Angus McDonald and his family were sufficiently prominent to have left letters and documents in university archives. I sought and gained the support of his descendants and the tribes involved, and started digging. It should go without saying that I, like every writer of historical fiction, am dependent upon—and exceedingly grateful for—detailed and labor-intensive studies of primary sources by professional historians. We could not spin our fictions without them. Subject headings in my archive suggest the scope of my initial research: fur trade; Hudson’s Bay Company; company marriages; Glencoe massacre; Nez Perce War; Salish culture; buffalo hunting; Yellowstone Park. Then the events in which the McDonalds were involved demanded that I learn even more: Steptoe Massacre; Yakama war; Isaac Stevens’ transcontinental railroad survey; 1850s treaty negotiations; Idaho and Washington gold rushes; clippings from territorial newspapers. The great historians of this time and place—Alvin M. Josephy Jr., Jerome A. Green, Allen P. Slickpoo, Lucullus McWhorter—are the authorities on which I built my part-real, part-imagined world.

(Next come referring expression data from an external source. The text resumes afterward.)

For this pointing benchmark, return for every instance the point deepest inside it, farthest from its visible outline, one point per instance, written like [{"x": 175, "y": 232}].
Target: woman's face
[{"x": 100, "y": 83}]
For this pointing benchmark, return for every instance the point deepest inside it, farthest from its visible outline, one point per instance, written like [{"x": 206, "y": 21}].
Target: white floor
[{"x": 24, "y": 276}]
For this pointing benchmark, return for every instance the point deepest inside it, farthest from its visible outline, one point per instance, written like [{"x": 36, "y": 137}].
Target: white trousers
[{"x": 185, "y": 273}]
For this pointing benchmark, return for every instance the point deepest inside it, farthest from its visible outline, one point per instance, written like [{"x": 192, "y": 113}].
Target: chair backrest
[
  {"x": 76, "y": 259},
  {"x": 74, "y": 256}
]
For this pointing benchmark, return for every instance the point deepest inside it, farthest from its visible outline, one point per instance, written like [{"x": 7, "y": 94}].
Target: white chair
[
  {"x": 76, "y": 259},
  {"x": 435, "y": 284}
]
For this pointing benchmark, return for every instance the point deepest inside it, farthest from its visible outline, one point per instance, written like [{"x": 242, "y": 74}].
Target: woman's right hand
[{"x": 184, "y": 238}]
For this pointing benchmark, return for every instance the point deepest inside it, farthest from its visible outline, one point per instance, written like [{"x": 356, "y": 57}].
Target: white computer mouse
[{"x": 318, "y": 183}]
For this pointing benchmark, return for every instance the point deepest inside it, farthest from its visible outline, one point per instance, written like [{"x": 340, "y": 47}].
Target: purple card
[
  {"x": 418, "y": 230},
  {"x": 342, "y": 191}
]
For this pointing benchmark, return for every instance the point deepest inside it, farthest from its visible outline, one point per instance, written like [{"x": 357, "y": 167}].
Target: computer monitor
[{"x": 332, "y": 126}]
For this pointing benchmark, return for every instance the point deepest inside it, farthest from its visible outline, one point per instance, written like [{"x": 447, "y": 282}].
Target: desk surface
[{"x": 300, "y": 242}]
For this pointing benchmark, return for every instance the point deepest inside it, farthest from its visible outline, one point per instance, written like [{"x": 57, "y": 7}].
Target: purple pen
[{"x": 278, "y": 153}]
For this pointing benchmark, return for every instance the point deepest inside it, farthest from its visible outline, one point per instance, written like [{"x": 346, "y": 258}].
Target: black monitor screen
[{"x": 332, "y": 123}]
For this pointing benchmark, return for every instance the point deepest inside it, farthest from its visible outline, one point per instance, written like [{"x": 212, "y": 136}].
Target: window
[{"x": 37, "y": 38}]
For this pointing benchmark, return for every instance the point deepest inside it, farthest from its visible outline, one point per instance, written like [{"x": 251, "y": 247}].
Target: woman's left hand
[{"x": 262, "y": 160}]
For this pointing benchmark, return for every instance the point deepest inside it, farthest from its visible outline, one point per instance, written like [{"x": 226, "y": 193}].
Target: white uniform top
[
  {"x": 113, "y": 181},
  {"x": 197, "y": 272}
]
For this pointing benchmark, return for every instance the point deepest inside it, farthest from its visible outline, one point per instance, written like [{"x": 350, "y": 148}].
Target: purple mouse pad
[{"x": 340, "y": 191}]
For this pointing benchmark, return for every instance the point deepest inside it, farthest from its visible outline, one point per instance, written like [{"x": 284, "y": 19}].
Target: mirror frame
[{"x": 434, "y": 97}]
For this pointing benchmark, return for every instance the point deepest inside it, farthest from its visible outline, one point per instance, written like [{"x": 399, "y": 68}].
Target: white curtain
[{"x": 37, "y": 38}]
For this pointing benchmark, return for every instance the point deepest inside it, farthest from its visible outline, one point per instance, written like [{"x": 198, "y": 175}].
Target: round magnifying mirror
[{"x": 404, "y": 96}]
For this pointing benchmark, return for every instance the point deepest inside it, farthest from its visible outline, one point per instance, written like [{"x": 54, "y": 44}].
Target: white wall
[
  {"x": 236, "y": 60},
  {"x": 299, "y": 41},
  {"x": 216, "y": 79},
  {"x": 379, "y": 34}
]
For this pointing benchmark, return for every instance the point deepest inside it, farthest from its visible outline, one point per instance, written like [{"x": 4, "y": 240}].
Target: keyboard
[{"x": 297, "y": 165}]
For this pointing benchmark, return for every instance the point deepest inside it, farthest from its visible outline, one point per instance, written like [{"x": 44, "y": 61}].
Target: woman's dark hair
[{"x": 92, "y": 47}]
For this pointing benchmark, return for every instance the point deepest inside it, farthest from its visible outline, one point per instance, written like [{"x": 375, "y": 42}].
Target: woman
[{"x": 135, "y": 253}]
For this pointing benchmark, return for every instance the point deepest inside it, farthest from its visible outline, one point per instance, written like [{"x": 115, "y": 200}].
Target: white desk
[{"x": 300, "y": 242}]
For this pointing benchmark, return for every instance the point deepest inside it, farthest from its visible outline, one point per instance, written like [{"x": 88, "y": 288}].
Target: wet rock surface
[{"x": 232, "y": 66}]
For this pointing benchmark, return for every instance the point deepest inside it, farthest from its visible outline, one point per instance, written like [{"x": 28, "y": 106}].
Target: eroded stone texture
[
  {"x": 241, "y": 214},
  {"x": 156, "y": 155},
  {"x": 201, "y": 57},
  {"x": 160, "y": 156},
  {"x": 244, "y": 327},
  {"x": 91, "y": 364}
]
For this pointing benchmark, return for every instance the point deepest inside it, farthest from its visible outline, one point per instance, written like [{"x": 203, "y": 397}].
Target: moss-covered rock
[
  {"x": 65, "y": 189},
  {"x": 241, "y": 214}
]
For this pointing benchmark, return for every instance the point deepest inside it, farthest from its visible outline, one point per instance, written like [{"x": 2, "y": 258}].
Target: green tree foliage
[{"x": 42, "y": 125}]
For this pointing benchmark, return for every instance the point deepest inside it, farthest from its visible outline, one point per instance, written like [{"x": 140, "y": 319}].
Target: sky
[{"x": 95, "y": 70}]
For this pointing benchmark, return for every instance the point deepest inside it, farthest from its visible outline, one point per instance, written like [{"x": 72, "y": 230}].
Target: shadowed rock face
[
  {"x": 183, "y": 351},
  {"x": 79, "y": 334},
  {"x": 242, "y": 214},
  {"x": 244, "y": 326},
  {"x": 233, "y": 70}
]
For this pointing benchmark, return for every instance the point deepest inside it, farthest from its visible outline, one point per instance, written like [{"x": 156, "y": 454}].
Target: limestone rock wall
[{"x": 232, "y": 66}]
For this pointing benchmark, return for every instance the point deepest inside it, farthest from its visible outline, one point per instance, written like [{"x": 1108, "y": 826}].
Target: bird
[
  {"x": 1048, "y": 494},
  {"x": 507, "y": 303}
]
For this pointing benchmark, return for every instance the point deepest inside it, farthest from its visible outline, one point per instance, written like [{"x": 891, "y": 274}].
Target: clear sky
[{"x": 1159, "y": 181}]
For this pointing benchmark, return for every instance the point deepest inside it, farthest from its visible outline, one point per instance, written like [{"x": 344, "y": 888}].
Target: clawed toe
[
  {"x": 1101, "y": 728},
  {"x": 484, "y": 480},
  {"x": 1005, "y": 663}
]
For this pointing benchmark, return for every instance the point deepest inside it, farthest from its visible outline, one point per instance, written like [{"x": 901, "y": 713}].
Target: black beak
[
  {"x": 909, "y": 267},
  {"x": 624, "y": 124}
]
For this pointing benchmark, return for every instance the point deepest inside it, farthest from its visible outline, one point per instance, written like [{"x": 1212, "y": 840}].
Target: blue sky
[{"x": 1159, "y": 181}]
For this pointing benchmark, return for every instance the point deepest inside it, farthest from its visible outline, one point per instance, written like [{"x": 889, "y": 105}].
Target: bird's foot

There is lively debate today about how “true” historical fictions should be. I tend to agree with those who criticize events and situations invented from whole cloth. The truth is dramatic enough, more often than not. I have also worked as a journalist committed to accuracy in my reporting for the past forty years. So I bring the same focus on getting the facts right to my fictions. This has been especially true of the history behind The Shining Mountains.
Over time I have come to see that the truths on which this book rests matter as much to me as this one family’s story. The more I learned, the more I grasped that I might have a deeper purpose in telling their history. I finally concluded that I wanted readers to experience what I had experienced, viscerally, step by step: to see exactly how the U.S. government and the settlers it encouraged actually dispossessed these Native tribes. And I wanted them to learn—as I so belatedly had—that for decades before these wars and massacres that “cleared” the country for pioneers, a vibrant multicultural society existed in the Pacific and Rocky Mountain Northwest. To that end, I included an appendix in which readers could fact-check which parts of the story were true and which invented.
I once attended a conference in which an eminent historian of Tudor England praised the late great Hilary Mantel for her brilliant grasp of the entire period. In recent years the profession seems to have tempered its reflexive rejection of fictional forays into its territory. Many historians, after all, now write fictions set in their periods of expertise. It is well established that in the classroom, at least, history told in story form lodges more firmly than factual data in students’ minds. Of course, older readers vary greatly in the approaches they enjoy. Some want to learn, others just to be entertained.
In the same way, I suspect, some writers of historical fiction aim to educate, while others are more drawn to portraying universal human drives. Looking back, I see that I did the latter in my first novel, Gutenberg’s Apprentice, a tale of vast technological change. In The Shining Mountains, I come down more on the educating side. The reason for this difference, I think, is the position in which I find myself: a writer from the dominant culture writing about a largely erased minority group. I wanted to use my bullhorn, and my privileged standing, to teach a largely white readership about these historic wrongs.